Training English-German WMT15 NMT engine


(Ganesh) #16

Thanks - that is super helpful. I will take a look.

Thanks
Ganesh


(Minjae Lee) #17

Hello

I’ve followed thankful instructions in this tutorial, but have a problem.
(also added -mode aggressive option during tokenization to use open model parameters)

The problem I have is similar to what livenletdie had above.
I tried test to evaluate given open model by command bellow

th translate.lua -model onmt_baseline_wmt15-all.en-de_epoch13_7.19_release.t7 -src data/wmt15-de-en/newstest2013.en.tok -tgt data/wmt15-de-en/newstest2013.de.tok -output pred_new.txt -gpuid 3

What I’ve got in the end is:
[02/13/17 19:12:38 INFO] PRED AVG SCORE: -0.46, PRED PPL: 1.59
[02/13/17 19:12:38 INFO] GOLD AVG SCORE: -inf, GOLD PPL: inf

I presumed that something is wrong with the golden data “newstest2013.de” and retried the preprocess steps several times but could not solve the problem.
(I get bad scores on the golden data, sometimes over -100)

Are there any possible solutions?

Thanks in advance for your kind help.


(Guillaume Klein) #18

Oh there was actually a small error when reporting the final score on the gold data. You may want to update the project and retry.


(Minjae Lee) #19

It works now!
Thankyou very much.


(Guillaume Klein) #20

4 posts were split to a new topic: Issues when running the English-German WMT15 training


(Lifeng Dong) #22

Hi, how can I make the -valid_src/-valid_tgt resource used with preprocess.lua command? Are they required by the command? Can I just use a subset of the -train_src/-train_tgt resource as it? Thanks!


(Guillaume Klein) #23

Yes.

Yes.

2000 sentences are enough for the validation set.


(Lifeng Dong) #24

I got it. Thanks a lot, Guillaume!


#26

Hi,

I want to translate with bidrectional model I trained, so I add -config, but it showed unknown option? Does it mean I don’t need to feed in any config?
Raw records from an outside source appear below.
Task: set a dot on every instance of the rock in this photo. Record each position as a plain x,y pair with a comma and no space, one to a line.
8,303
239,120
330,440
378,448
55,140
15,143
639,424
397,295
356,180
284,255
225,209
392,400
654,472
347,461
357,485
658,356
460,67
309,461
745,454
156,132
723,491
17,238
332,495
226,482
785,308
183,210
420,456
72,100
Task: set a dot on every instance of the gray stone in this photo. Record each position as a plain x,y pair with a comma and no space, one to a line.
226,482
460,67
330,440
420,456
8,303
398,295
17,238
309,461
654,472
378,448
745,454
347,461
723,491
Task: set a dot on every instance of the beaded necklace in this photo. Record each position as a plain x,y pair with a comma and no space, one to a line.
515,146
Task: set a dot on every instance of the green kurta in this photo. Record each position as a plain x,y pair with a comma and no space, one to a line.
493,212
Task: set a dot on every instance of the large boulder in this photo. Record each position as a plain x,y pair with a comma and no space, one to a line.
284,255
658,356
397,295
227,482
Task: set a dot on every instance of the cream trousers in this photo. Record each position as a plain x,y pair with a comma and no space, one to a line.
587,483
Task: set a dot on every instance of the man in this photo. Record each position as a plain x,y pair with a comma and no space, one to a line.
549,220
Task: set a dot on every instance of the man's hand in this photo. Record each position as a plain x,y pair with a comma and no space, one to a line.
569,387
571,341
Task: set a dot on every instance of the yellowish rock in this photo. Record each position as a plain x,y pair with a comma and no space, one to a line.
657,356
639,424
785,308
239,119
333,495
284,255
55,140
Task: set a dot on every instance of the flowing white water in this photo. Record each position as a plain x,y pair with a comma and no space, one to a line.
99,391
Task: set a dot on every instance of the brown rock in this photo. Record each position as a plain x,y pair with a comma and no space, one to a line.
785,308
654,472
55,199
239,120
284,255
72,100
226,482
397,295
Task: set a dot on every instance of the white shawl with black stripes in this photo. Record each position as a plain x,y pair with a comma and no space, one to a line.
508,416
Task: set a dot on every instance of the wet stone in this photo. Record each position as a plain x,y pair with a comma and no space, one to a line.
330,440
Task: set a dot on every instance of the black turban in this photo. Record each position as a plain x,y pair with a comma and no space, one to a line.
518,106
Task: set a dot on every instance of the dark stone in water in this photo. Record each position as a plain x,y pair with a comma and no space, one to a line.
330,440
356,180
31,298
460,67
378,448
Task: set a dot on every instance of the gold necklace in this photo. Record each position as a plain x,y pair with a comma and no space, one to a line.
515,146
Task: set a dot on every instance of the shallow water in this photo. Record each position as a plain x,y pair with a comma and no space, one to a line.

 th translate.lua -config ../en-de_gru_brnn_4.txt \
   -model ../wmt15-de-en/en-de_gru_brnn_4/wmt15-en-de-gru-brnn-4_epoch1_42.90.t7 \
   -src ../wmt15-de-en/test/newstest2014-deen-src.en.tok -output ../epoch1.txt -gpuid 1
**/home/lijun/torch/install/bin/luajit: ./onmt/utils/ExtendedCmdLine.lua:198: unkown option brnn**

I use brnn = true to train the model. Did I use wrong option to run?


(jean.senellart) #27

Hi - you do not need to use -config for translation - the options are part of the model.
The error message says that -brnn is not a translate.lua option.


#28

Hi,

I tried to run bpe version with 2 layers, other settings are same as non-bpe version, but only got BLEU score on 18.69, wrt your report 19.34, it seems a big gap. Is there any point I should pay attention to?
Besides, I ran bi-lstm, and 4 layers, but only got 16.95 BLEU score, is it reasonable? I think 4 layers should be better than 2 layers (according to Google’s massive exploration on NMT).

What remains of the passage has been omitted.